“People who matter in our lives stay with us, haunting our most ordinary moments. They’re with us in the grocery store, as we turn a corner, chat with a friend. They rise up through the pavement; we absorb them through our souls.”
Hello, my bookish friends. I hope you’re doing great. It feels like summer already, and I’m really sad that winter is over, because I’m definitely not a summer person for sure, but I like when the sun hit my window, and makes my room so bright. Anyway, last week I read Orphan Train, and it took me three days to finish it. It’s really a short book that I think you can read in one sitting, because the story is gripping and beyond emotional. Without further ado, let’s review this book!
This book is set in 1854 where orphaned children were transported by one of the Orphan Trains from the city to the country for better adoption opportunities. Not all of those kids found a loving and kind family, and one of them was Vivian, who’s now a widow living alone in a huge house. One day, Vivian asks her housekeeper to hire someone to clean her attic, then after a couple of days, her housekeeper brings Molly, a 17 year old girl who’s had her fair share of bad foster home experiences, and now she’s living with Dina and Ralph who are only fostering her because of the money they get. Because of the fact that Molly has stolen a book from the library, she is now in a real trouble, and she has to do community service, otherwise she’ll get in juvie. So when her boyfriend tells her about working for Vivian, she immediately agrees. However, Molly and Vivian will bond together in a way they never thought they would, which will help them find the true meaning of family, love, and friendship, through telling their stories to each other.

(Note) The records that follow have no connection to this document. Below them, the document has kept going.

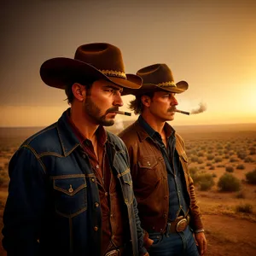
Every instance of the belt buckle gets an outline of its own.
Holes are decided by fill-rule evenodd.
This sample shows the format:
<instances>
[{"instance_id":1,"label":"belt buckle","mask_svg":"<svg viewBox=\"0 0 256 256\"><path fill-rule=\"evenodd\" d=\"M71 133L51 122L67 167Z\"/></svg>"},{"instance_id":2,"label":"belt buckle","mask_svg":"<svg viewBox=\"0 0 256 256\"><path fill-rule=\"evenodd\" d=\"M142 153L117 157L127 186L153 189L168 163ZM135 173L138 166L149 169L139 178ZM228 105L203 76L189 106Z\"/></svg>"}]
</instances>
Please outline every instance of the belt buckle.
<instances>
[{"instance_id":1,"label":"belt buckle","mask_svg":"<svg viewBox=\"0 0 256 256\"><path fill-rule=\"evenodd\" d=\"M183 231L186 229L187 225L188 225L188 220L187 218L184 218L177 224L176 231L177 232Z\"/></svg>"},{"instance_id":2,"label":"belt buckle","mask_svg":"<svg viewBox=\"0 0 256 256\"><path fill-rule=\"evenodd\" d=\"M119 250L114 249L108 252L105 256L119 256Z\"/></svg>"}]
</instances>

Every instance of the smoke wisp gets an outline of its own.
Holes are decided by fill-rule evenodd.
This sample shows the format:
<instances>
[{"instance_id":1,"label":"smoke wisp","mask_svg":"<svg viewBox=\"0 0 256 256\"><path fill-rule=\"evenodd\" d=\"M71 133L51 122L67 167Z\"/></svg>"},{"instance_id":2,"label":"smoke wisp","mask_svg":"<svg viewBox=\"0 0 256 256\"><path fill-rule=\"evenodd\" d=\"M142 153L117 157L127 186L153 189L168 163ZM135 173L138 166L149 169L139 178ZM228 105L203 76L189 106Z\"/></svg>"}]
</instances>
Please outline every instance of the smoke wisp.
<instances>
[{"instance_id":1,"label":"smoke wisp","mask_svg":"<svg viewBox=\"0 0 256 256\"><path fill-rule=\"evenodd\" d=\"M118 131L118 132L123 131L125 129L125 125L122 119L116 119L114 121L114 128Z\"/></svg>"},{"instance_id":2,"label":"smoke wisp","mask_svg":"<svg viewBox=\"0 0 256 256\"><path fill-rule=\"evenodd\" d=\"M192 109L190 114L200 113L205 112L207 110L207 104L203 102L200 102L199 107L197 108Z\"/></svg>"}]
</instances>

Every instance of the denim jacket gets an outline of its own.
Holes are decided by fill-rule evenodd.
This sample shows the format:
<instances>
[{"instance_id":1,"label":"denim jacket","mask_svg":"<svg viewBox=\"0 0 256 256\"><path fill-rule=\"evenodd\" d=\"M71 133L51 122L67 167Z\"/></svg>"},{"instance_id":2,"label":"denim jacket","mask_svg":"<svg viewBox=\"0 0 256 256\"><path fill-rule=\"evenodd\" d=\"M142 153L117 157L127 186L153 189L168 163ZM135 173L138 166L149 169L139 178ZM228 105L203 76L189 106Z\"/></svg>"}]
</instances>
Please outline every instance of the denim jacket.
<instances>
[{"instance_id":1,"label":"denim jacket","mask_svg":"<svg viewBox=\"0 0 256 256\"><path fill-rule=\"evenodd\" d=\"M126 206L133 255L143 247L127 149L108 132L107 152ZM3 246L9 255L101 255L96 177L64 112L23 143L9 163Z\"/></svg>"}]
</instances>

This book was honestly an insightful and heartbreaking story about the Orphan Train movement, which I’ve never heard about before, until I’ve read this book. So many children were only adopted to work as servants or to help in the farm. They were treated abusively, deprived of food, and didn’t even go to school to get a proper education. And that made me feel so sad, because it’s based on a true story. I can’t even imagine how that felt like. To be treated like you are someone who doesn’t matter when you’re just a kid and not be taken care of. It’s so disheartening. The writing style is very simple, yet so deep and very emotional. And it’s one of those stories that will stay with you. I didn’t expect to fall in love with it, but I did.
The story is told through two perspectives, in the present and in the past. Molly tells her story in the present, and we get to know her personality, her family, and her boyfriend. She’s very stubborn, always gets in some kind of trouble, and she’s also a bookworm. She loves reading, but she doesn’t want everyone to know that about her. And the most thing I like about her is that she speaks her mind. I just like when people say what they’re thinking. I have to admit that Molly is hard to like, but I totally understand why she acts very tough, and doesn’t let her guard down to anyone. I mean honestly, who blames her? On the other hand, Vivian told her story in the past, and she also talked about her traumatic childhood, and how she was abused and treated so badly. I kind of sympathized with Vivian more than Molly, and I was really moved by what she went through. I just loved her chapters, because I was so eager to learn more about her, and how she got through her hard past.
Orphan Train is a page turner and inspiring story about two different characters who have so many things in common, despite their age differences. They faced many misfortunes in their lives, but they were courageous enough to fight and get through so many awful moments to live and have a better life. They helped each other and changed each other’s life for the better. To wrap up my review, this story is so powerful and an eye opening, and I would definitely recommend it to anyone.